Genç şoför feci yanılmış şükürler olsun.

Arabamın arkasından sessizce aldığım şey, o günlerde yeni çıkan ‘İki Cihan Güneşi, Peygamberimiz’ adlı kitabımdı.

O kitabı kendisine doğru uzatıp:

“Bunu sana hediye etmek istiyorum.” dedim. “İnşallah güzel bir hatıra olur.”

Delikanlı derince bir nefes alarak, arabamın bagajını açtığım andaki korkusunu anlattı. Çünkü bu şartlarda oradan çıkacak şey, kendisi için pek de hayırlı olmazdı.

Hemen tanıştık tabi, ismi İbrahim’miş.

Bu yüzden kitabı şöyle imzalamıştım ona:

“Çarpıcı bir şekilde tanıştığım İbrahim kardeşime ve ailesine, cennet arkadaşlığı duasıyla…”

İbrahim’in şaşkınlığı konuştuğumuz sürece hiç azalmadı. Kendisi bir müdür yardımcısıydı ve Büyük Şehir Belediyesinde çalışıyordu. Arabamı tamir ettirmeyi teklif etse de, bunu uygun bulmadım. Kaskom bulunmasa bile böyle bir hatıra için ufacık bir zararı önemsiz görmüştüm.

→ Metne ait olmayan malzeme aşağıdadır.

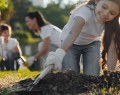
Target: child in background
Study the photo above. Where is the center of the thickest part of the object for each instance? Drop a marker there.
(48, 33)
(9, 50)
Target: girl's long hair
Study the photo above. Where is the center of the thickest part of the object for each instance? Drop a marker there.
(112, 31)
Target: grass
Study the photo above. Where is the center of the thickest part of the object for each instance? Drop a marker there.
(9, 78)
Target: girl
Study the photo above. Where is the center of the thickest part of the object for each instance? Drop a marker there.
(48, 33)
(9, 50)
(81, 35)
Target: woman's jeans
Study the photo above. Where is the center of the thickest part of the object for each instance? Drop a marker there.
(91, 58)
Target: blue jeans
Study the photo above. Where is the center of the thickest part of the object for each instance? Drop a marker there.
(91, 58)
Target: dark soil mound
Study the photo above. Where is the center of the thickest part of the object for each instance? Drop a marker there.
(71, 83)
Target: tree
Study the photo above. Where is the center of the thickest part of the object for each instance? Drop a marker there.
(21, 7)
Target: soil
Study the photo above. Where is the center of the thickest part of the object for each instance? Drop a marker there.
(72, 83)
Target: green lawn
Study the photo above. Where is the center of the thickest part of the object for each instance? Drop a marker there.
(9, 78)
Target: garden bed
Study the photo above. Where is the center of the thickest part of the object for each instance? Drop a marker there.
(71, 83)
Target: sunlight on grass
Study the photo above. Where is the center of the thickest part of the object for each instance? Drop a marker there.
(9, 78)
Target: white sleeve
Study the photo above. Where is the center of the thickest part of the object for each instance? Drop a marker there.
(46, 32)
(112, 56)
(83, 12)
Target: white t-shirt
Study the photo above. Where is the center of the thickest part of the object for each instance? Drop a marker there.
(6, 47)
(51, 31)
(90, 32)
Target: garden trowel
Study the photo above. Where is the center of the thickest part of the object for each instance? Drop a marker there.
(41, 76)
(36, 81)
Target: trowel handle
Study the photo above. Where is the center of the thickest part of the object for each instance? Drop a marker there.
(43, 73)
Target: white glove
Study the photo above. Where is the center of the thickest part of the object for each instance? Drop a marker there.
(31, 60)
(117, 68)
(1, 40)
(55, 58)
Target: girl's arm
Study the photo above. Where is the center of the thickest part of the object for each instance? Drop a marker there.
(46, 42)
(18, 49)
(112, 56)
(74, 33)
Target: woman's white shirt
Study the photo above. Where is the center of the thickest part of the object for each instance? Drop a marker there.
(90, 32)
(52, 32)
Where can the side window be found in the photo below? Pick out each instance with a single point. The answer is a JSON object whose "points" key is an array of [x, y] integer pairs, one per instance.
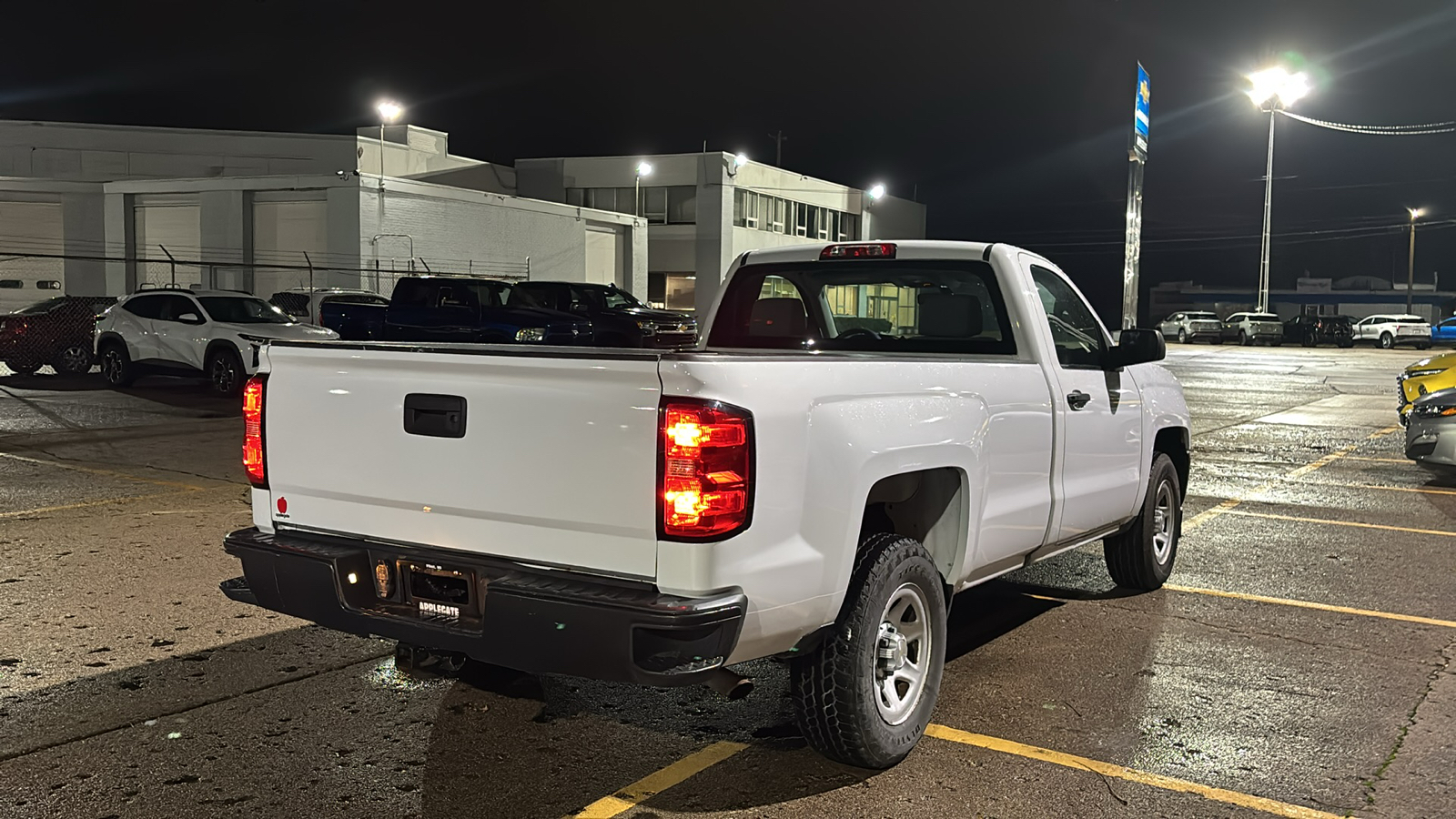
{"points": [[145, 307], [174, 307], [1075, 329]]}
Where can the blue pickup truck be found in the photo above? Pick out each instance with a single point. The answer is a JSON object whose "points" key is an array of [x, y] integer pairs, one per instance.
{"points": [[450, 308]]}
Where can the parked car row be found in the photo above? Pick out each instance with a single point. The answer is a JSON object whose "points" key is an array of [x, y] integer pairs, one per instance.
{"points": [[1249, 329]]}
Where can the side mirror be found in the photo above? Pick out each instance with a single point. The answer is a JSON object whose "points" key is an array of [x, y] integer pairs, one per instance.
{"points": [[1136, 346]]}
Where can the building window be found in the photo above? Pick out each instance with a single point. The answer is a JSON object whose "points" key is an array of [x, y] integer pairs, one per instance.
{"points": [[672, 205]]}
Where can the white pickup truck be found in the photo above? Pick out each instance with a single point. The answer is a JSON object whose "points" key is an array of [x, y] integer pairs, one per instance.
{"points": [[864, 430]]}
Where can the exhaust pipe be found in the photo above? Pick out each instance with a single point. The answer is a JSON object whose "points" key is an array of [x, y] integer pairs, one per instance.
{"points": [[728, 683]]}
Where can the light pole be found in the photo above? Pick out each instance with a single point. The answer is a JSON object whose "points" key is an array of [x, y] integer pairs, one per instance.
{"points": [[388, 113], [644, 169], [1271, 91], [1410, 259], [874, 194]]}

İbrahim’le yıllar boyu yazışıp durduk, arada bir telefonla görüştük. Bütün bunlar bir araya geldiğindeyse, inşallah bir cennet tablosu oluşturduk.

Sopaların yerini kitaplar almalı artık, ya da çiçekler.

Öfke ve nefretin yerini ise sevgi…

Zaten şu muhteşem âlem, ‘sevgi’ denilen iksirle ayakta durmuyor mu?